There’s More to Poverty Than Just Being Poor

Noah Smith has an interesting post at Bloomberg on some recent studies on strategies for helping the poor, one from the NBER and the other from Nature Neuroscience. The connecting thread between the two is giving money to people.

Our present system is predicated on in kind payments to the poor. We pay physicians, dentists, social workers, teachers, and many, many other people earning multiples of the median income to help the poor and hope that it actually helps the poor. Why not eliminate the middle man, give the poor money, and let poor people decide what will help them?

There are any number of reasons including that physicians and teachers have much better lobbyists than the poor do. One of the things I find endlessly fascinating is the widespread belief that the NRA has a stranglehold on the Congress because of their lobbying but other interest groups including bankers, realtors, physicians, and teachers, all of whom through their professional or industry organizations spend at least as much on lobbying as the National Rifle Association does, don’t have similar influence in their own areas. They’re certainly getting a lot more for their money.

Another reason is that there’s a strong Calvinist streak in our national ethos. The poor are poor because they deserve to be poor. They make poor choices. They can’t be trusted to act responsibly or take charge of their own lives.

I think that’s problematic. The reality is that the potential impact of a poor decision weighs much heavier on the poor. One night’s getting drunk or getting high or getting pregnant can ruin a poor kid’s life whereas for a rich kid it would mean nothing at all and for a middle class kid it might just be a speed bump. I’m not trying to excuse poor decisions. Just trying to suggest a different way of thinking about them.

Another thing that many people don’t realize about being poor is how stressful it is. High levels of cortisol early in life can have adverse effects on brain development and on impulse control, just to name two.

I’m not sure what the solution is. There will always be poor people especially when we define poverty in relative terms. Freedom means freedom to fail but I think that we probably should think carefully about just how cosseted we think the poor should be.

3 comments… add one
  • ... Link

    Freedom means freedom to fail….

    Unless you’re a banker or some other big time financier. Those guys aren’t permitted to fail, no matter how much it fucks everyone else.

  • Jimbino Link

    The Calvinists among us don’t want to let the poor choose how to spend their gummint allowances as they wish for fear they might spend it on booze or porno.
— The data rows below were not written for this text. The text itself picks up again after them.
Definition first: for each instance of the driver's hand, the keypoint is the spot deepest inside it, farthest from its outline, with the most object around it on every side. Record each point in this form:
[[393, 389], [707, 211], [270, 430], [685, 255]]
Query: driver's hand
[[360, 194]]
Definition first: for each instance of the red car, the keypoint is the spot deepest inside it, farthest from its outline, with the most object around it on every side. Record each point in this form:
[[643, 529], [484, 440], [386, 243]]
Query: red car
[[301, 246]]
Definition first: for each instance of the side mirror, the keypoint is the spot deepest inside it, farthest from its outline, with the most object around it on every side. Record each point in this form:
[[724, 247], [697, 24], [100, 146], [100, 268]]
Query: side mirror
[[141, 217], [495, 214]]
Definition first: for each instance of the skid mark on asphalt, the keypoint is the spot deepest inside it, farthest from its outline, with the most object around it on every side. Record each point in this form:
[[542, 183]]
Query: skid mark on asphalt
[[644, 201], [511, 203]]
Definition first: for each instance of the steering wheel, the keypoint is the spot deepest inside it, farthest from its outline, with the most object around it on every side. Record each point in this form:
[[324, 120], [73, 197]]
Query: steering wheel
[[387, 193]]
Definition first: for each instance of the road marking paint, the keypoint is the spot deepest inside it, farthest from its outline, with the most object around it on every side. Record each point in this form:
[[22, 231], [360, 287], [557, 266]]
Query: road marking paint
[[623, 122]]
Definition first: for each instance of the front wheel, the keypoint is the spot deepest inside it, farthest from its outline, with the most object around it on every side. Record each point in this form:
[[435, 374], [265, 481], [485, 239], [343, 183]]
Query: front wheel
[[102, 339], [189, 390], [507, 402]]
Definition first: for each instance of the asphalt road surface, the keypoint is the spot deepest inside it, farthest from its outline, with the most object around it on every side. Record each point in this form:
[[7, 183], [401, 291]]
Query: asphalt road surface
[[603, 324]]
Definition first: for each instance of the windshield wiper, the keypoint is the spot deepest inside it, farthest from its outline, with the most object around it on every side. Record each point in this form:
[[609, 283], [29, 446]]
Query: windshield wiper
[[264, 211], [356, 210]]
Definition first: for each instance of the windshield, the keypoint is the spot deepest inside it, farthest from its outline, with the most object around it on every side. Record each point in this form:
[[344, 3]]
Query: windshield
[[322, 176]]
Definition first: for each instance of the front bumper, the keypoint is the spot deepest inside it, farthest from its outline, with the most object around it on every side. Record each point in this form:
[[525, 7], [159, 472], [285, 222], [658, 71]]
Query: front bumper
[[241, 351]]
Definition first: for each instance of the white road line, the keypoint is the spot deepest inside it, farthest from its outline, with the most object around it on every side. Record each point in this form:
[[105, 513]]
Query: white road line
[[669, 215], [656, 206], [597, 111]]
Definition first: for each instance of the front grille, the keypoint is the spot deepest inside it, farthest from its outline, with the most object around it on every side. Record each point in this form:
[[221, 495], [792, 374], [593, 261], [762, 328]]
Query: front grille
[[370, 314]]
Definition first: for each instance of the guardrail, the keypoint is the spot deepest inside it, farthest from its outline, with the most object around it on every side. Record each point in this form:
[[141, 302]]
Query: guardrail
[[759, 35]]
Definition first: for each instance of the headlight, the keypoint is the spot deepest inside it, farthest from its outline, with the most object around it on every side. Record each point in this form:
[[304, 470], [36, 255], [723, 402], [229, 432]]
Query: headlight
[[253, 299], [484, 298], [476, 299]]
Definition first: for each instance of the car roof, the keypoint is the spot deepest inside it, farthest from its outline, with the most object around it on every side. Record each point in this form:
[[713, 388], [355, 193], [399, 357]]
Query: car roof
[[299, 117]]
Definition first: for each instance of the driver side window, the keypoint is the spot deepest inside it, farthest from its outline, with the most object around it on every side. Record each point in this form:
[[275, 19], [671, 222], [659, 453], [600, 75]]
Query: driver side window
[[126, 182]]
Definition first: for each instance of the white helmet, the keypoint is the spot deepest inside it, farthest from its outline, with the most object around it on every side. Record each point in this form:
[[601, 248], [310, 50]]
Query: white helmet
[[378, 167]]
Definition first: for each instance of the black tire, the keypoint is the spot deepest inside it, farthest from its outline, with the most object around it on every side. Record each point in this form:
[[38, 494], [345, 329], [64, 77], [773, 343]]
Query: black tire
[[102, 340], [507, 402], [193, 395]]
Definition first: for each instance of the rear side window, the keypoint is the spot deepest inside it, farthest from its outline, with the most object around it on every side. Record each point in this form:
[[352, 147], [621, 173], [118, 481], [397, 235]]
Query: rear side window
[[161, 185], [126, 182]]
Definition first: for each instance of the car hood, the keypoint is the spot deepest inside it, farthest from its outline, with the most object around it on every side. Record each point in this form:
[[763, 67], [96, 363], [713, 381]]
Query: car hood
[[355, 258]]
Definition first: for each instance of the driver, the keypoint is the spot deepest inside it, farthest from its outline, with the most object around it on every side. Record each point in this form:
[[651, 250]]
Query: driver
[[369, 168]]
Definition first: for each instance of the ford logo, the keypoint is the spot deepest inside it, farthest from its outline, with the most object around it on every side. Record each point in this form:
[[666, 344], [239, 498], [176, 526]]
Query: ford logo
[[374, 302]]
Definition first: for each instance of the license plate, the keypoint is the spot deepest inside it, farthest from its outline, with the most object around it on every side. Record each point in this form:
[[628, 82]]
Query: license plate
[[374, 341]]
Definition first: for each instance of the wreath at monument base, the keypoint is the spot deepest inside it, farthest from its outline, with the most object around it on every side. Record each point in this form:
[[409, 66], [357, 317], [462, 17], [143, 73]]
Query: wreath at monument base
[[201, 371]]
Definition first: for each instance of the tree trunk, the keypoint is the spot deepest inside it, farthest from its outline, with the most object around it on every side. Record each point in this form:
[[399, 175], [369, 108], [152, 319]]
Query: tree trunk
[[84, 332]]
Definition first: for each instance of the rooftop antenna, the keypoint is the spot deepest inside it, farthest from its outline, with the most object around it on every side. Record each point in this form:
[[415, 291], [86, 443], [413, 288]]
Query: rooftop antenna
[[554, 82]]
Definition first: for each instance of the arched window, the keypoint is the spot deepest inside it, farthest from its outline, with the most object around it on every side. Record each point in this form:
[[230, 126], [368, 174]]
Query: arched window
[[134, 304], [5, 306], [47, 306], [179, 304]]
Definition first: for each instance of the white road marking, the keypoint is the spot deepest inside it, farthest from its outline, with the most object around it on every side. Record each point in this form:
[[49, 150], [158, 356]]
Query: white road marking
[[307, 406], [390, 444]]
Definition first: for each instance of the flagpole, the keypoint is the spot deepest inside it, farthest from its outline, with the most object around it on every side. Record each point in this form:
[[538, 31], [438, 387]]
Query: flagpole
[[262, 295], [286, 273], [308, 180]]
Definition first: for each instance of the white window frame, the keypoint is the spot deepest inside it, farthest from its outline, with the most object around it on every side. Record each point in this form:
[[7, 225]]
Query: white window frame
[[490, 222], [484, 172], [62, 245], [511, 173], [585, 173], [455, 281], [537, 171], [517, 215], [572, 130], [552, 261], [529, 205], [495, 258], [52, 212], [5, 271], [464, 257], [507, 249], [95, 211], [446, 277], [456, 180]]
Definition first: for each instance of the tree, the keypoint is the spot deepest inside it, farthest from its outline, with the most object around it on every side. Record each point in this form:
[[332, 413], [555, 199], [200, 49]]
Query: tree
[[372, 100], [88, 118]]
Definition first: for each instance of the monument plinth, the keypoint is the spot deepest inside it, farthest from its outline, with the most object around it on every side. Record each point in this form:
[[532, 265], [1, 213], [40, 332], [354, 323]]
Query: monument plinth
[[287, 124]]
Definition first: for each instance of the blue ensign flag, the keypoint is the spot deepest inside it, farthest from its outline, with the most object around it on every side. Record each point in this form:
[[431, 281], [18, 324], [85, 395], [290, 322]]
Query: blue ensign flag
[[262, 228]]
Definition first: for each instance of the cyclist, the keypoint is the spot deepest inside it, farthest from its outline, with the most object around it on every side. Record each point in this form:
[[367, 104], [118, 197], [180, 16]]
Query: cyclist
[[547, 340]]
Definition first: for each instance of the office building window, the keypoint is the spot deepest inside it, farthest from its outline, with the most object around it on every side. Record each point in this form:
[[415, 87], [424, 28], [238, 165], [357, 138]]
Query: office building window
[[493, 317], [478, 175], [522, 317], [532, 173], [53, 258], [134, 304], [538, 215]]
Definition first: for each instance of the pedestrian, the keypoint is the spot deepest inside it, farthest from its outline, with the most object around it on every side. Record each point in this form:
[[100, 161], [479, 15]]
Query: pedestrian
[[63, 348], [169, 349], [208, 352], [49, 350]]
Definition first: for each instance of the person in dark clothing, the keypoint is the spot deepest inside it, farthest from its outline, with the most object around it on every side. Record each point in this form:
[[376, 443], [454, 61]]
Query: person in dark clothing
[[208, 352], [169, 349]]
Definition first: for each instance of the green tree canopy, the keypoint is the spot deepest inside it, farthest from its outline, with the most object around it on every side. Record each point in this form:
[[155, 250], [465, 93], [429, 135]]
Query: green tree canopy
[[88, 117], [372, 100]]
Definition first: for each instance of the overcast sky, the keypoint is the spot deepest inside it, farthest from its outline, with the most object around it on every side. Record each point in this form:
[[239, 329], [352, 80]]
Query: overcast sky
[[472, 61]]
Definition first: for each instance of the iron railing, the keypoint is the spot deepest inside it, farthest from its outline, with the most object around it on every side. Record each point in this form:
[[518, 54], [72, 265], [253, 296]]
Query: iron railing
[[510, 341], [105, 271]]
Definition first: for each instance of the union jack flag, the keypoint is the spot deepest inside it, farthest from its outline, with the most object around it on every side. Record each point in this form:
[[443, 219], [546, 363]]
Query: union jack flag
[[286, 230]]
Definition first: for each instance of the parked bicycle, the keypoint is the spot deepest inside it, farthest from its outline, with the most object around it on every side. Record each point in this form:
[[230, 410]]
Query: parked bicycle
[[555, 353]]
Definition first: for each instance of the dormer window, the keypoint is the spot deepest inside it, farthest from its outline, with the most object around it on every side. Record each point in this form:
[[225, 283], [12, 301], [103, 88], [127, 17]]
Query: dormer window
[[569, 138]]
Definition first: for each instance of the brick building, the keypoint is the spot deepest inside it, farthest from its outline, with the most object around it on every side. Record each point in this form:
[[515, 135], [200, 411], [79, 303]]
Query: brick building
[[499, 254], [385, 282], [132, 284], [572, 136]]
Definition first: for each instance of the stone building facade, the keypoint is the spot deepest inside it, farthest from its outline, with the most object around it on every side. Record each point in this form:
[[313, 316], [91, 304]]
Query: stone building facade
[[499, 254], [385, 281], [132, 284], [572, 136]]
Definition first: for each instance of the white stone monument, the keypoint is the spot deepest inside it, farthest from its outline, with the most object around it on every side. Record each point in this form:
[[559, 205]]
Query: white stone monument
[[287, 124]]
Far worse, however, is that any poor woman can increase her effective income and society’s costs by simply breeding again, whereupon her kid gets a subsidized mis-education and much more for years on end. Better she should just stay drunk, for my money.

  • CStanley Link

    I dunno about that article….doesn’t the hypothesis contradict a quite large social experiment we’ve already tried since the 1960s? So because one community had some positive results in the short term we’re supposed to throw out reams of evidence that welfare transfers have created a moral hazard and contributed to the breakdown of families and communities, and exacerbation of poverty?